274277); pero si no forman uno, la caridad es ó bien espuria, ó bien
hipócrita, ó bien muerta. Desde el principio de la Iglesia cristiana
han existido en la Cristiandad multitud de herejías y en todas ellas
las tres cosas esenciales, Dios, la caridad y la fe, han sido y son
reconocidas, porque sin ellas no puede haber Religión. La caridad
puede ir adherida á cualquiera fe cristiana, como por ejemplo á la
de los Socínianos, á la de los Entusiastas, á la de los judíos y
hasta á la de los Idólatras, y todos ellos pueden creer que es la
verdadera caridad, porque es idéntica á ésta en su forma externa;
mas la caridad cambia su cualidad conforme la fe, á la cual va
adherida, según se ha explicado en el capítulo anterior, que trata
de la fe.
330.
Toda caridad que no va unida á la fe en un solo Dios, en el
cual hay Divina Trinidad, es espuria, como es la caridad de la
Iglesia actual, cuya, fe es una fe en tres Personas Divinas, ó sea
el Padre, el Hijo y el Espíritu Santo, cada uno de los cuales es
Dios, subsistente en y por sí mismo; por consiguiente una fe en tres
Dioses. La caridad puede bien ir adherida á esta fe, y va adherida á
ella, según enseña esta Iglesia; pero no puede unirse con ella, y la
caridad que sólo acompaña la fe, sin unirse con ella, es meramente
natural y no espiritual, siendo por consiguiente una caridad
espuria. Lo mismo sucede con las demás herejías, sobre todo con las
que niegan la Divina Trinidad, dirigiéndose al Padre sólo, ó al
Espíritu Santo sólo, pasando por alto del Dios Salvador, con cuya fe
la caridad no puede unirse, siendo por lo tanto espuria.
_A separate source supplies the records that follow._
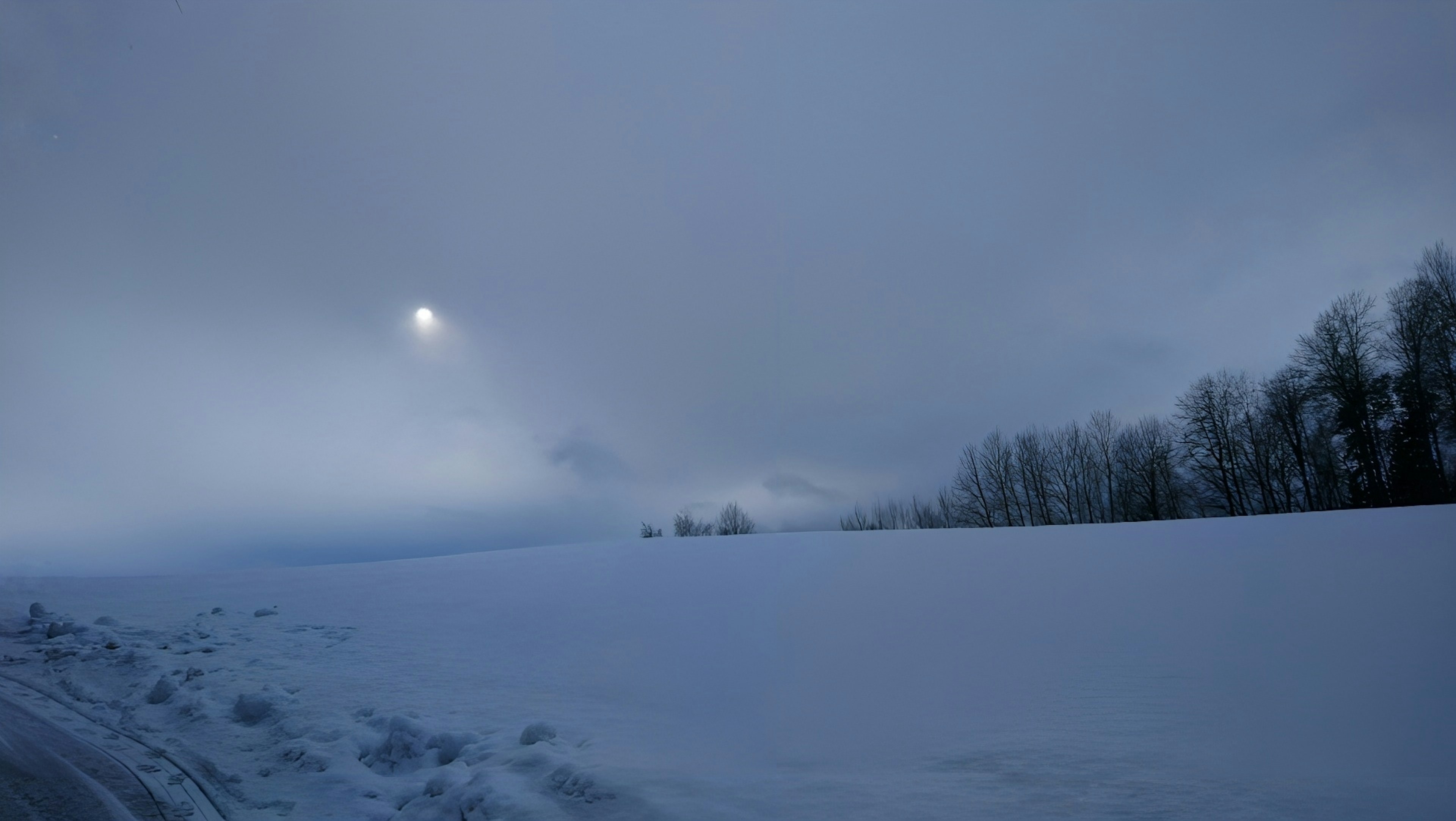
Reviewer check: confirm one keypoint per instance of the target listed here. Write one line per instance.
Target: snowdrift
(1273, 667)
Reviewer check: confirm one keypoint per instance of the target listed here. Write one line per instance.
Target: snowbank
(1260, 667)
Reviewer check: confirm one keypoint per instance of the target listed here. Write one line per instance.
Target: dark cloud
(830, 242)
(590, 461)
(800, 488)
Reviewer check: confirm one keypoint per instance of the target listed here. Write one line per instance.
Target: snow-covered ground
(1277, 667)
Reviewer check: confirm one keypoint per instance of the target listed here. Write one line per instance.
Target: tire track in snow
(177, 794)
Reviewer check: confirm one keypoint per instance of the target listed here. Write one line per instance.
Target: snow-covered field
(1277, 667)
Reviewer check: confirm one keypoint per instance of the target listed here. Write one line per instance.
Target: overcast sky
(791, 254)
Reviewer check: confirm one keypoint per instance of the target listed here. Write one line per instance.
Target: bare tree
(1212, 433)
(1145, 455)
(1414, 347)
(685, 525)
(733, 522)
(1341, 357)
(1103, 433)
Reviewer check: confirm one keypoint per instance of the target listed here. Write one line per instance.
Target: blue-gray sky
(790, 254)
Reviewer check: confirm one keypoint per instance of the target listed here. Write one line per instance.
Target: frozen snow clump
(162, 690)
(398, 750)
(539, 731)
(253, 708)
(63, 629)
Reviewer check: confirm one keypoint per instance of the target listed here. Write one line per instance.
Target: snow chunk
(539, 731)
(162, 690)
(253, 708)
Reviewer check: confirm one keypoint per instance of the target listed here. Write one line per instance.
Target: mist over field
(791, 257)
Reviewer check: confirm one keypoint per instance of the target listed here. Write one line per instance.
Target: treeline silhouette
(1363, 415)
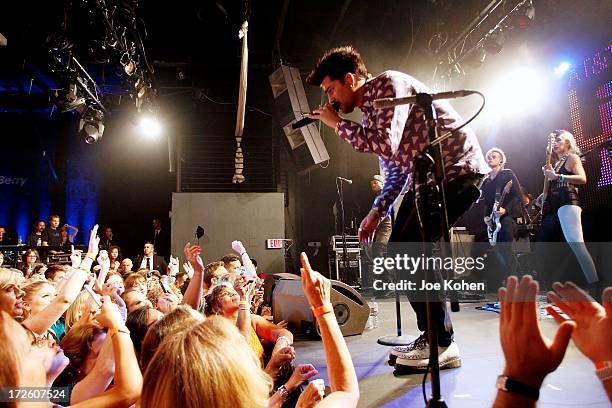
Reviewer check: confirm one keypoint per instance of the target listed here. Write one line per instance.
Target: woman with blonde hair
(207, 365)
(11, 297)
(561, 210)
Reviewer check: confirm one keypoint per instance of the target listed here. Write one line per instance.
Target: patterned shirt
(397, 134)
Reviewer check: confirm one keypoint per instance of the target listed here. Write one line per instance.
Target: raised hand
(188, 269)
(312, 395)
(593, 332)
(301, 373)
(192, 254)
(109, 316)
(529, 355)
(94, 241)
(104, 260)
(173, 267)
(75, 256)
(317, 288)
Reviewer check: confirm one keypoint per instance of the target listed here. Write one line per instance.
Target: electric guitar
(494, 224)
(549, 150)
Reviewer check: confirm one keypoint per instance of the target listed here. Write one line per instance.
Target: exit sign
(274, 243)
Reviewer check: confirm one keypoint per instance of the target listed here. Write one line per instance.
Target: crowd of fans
(118, 333)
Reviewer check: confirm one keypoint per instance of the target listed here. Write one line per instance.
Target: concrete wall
(248, 217)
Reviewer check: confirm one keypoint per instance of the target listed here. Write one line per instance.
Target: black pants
(460, 193)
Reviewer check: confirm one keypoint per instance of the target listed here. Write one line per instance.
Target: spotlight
(91, 126)
(130, 67)
(494, 42)
(150, 126)
(524, 16)
(562, 69)
(475, 58)
(517, 91)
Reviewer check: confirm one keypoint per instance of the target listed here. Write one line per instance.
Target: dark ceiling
(200, 37)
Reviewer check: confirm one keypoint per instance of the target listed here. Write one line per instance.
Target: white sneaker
(400, 350)
(418, 358)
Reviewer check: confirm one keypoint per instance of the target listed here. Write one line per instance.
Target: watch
(505, 383)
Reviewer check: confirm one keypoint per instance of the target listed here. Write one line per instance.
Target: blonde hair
(76, 310)
(76, 345)
(31, 289)
(498, 151)
(178, 319)
(569, 138)
(207, 365)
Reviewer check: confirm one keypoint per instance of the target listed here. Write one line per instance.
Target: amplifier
(335, 242)
(350, 275)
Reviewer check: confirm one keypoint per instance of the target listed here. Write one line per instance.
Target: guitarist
(510, 209)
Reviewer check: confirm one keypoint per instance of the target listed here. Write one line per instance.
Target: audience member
(149, 261)
(34, 239)
(530, 356)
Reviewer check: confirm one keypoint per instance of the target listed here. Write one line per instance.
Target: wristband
(603, 369)
(118, 329)
(284, 338)
(507, 384)
(283, 392)
(323, 309)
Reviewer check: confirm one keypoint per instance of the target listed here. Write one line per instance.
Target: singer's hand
(327, 115)
(368, 227)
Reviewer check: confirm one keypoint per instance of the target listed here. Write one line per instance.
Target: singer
(395, 135)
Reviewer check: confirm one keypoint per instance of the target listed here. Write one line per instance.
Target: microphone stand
(434, 203)
(344, 249)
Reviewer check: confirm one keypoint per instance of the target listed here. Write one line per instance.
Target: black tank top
(561, 193)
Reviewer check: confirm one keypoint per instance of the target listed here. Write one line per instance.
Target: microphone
(391, 102)
(307, 121)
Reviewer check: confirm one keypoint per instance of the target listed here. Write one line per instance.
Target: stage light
(562, 69)
(475, 58)
(517, 91)
(150, 126)
(524, 16)
(494, 42)
(91, 125)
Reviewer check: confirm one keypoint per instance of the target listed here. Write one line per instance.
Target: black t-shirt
(53, 237)
(512, 201)
(32, 239)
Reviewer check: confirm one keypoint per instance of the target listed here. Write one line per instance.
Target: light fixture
(91, 125)
(494, 42)
(150, 126)
(562, 69)
(524, 16)
(69, 100)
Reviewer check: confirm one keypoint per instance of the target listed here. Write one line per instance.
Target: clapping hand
(530, 356)
(301, 373)
(593, 332)
(238, 247)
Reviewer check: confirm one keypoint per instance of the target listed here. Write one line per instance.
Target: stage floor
(573, 384)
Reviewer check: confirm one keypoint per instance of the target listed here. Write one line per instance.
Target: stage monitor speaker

Se llama
espuria, porque es fruto
de lecho ilegítimo, como el hijo de Hagar y Abraham, cuyo hijo fue
echado de la casa paterna (Génesis XXI: 10).
331.
Pero la caridad hipócrita se halla con los que en los templos
y en sus moradas se inclinan con humildad exagerada hasta en el
polvo ante Dios; dicen devotamente largas oraciones; presentan un
rostro santo, besan crucifijos y huesos de muertos, ó se arrodillan
junto á un sepulcro, murmurando allí palabras de santa veneración á
Dios, y sin embargo desean en sus corazones ser venerados ellos
mismos, y ambicionan ser adorados como divinidades. A éstos alude el
Señor en Mateo VI: 2; 5; cap. XXIII: 13; 15; 25; Marcos VII: 6;
Lucas XI: 44; y en otros lugares del Verbo.
332.
La caridad muerta se halla con los que tienen una fe muerta,
porque la caridad es tal como es la fe, según queda explicado en el
capítulo anterior que trata de la fe. Con los que no hacen las
obras, la fe es muerta (Santiago II: 17; 18). Es muerta también con
los que no adoran á Dios, sino á hombres, vivos y muertos, y con los
que al estilo de los antiguos gentiles adoran á ídolos como cosas
santas en sí mismos. Con esta gente la caridad es como los jarros,
llenos de monedas de oro y plata, que antiguamente se colocaban en
los sepulcros con los muertos, ó como monumentos de muertos. Con los
que niegan á Dios y adoran la Naturaleza en vez de á Dios la caridad
no es ni espuria ni hipócrita ni muerta, sino que en ellos no hay
caridad alguna, porque no hay en ellos fe, alguna á la cual pueda ir
adherida. Lo que en esta gente parece caridad tiene, mirado desde el
cielo, el aspecto de pan, hecho de ceniza, ó de tortas, hechas de
escamas de pescado, y como fruta, hecha de cera.